Les crypto-monnaies, telles que le bitcoin, ont été conçues pour fonctionner selon un modèle de confiance différent, qui ne repose pas sur la loi et la réglementation. Au lieu de cela, ils s’appuient sur deux caractéristiques, un accès ouvert et un ensemble d’incitations pour induire un bon comportement. L’accès ouvert, ou « sans permission », est nécessaire pour éliminer le risque qu’un gardien puisse exercer son pouvoir à son avantage. Des mécanismes qui offrent des incitations visant à limiter les comportements répréhensibles des participants au système sont nécessaires puisque l’accès ouvert permet à quiconque d’opter pour n’importe quel rôle dans le système. Bien que chaque fonctionnalité soit importante en soi, nous soutenons que la combinaison des deux est nécessaire pour qu’une blockchain sans autorisation fonctionne comme prévu. Nous décrivons maintenant chaque fonctionnalité plus en détail.
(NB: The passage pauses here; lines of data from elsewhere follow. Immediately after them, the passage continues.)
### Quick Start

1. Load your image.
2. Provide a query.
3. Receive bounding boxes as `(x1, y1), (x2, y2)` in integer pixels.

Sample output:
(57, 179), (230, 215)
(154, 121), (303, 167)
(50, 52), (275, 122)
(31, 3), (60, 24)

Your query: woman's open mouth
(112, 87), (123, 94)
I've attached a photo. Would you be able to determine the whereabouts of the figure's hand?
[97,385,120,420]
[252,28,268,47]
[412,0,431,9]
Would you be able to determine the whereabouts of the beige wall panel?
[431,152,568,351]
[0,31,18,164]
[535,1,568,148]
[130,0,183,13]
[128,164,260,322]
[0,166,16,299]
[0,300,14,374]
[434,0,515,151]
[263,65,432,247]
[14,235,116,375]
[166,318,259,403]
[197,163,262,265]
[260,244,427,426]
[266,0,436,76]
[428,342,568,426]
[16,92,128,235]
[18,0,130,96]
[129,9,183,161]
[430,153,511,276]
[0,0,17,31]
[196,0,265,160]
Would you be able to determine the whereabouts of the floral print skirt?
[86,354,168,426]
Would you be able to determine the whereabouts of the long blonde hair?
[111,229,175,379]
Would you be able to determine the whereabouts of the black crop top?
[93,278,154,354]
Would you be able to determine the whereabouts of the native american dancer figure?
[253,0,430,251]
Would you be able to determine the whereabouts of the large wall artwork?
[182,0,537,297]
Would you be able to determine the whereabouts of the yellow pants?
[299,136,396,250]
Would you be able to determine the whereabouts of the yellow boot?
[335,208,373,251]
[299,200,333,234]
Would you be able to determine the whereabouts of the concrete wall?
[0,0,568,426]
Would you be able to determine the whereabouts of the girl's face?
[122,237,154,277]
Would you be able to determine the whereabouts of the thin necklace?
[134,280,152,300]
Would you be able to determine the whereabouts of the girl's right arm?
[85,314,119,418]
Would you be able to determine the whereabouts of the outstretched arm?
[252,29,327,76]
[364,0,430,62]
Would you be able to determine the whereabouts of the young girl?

Libre accès ou sans autorisation
Dans les blockchains sans autorisation, n’importe qui peut utiliser le système de paiement sans restrictions. De plus, n’importe qui peut choisir de participer à l’un des rôles nécessaires aux opérations du système de paiement. Si un rôle essentiel aux opérations a un accès limité, des groupes sélectionnés pourraient être positionnés pour garder ces rôles et abuser de leur pouvoir.
Un rôle important dans une blockchain est la formation de nouveaux blocs. Les mineurs jouent ce rôle dans Bitcoin. Ils valident les transactions, par exemple en vérifiant que le même bitcoin n’est pas dépensé plus d’une fois et ajoutent de nouveaux blocs de transactions valides à la blockchain. En raison de l’accès ouvert, n’importe qui peut choisir d’être mineur et Bitcoin en a un grand nombre. La validation est une fonction importante dans tout système de paiement. Si le ou les validateurs ne sont pas dignes de confiance, ils pourraient autoriser des transactions qui ne sont pas valides ou exclure des transactions qui sont, lorsqu’elles sont favorables, au détriment des autres participants.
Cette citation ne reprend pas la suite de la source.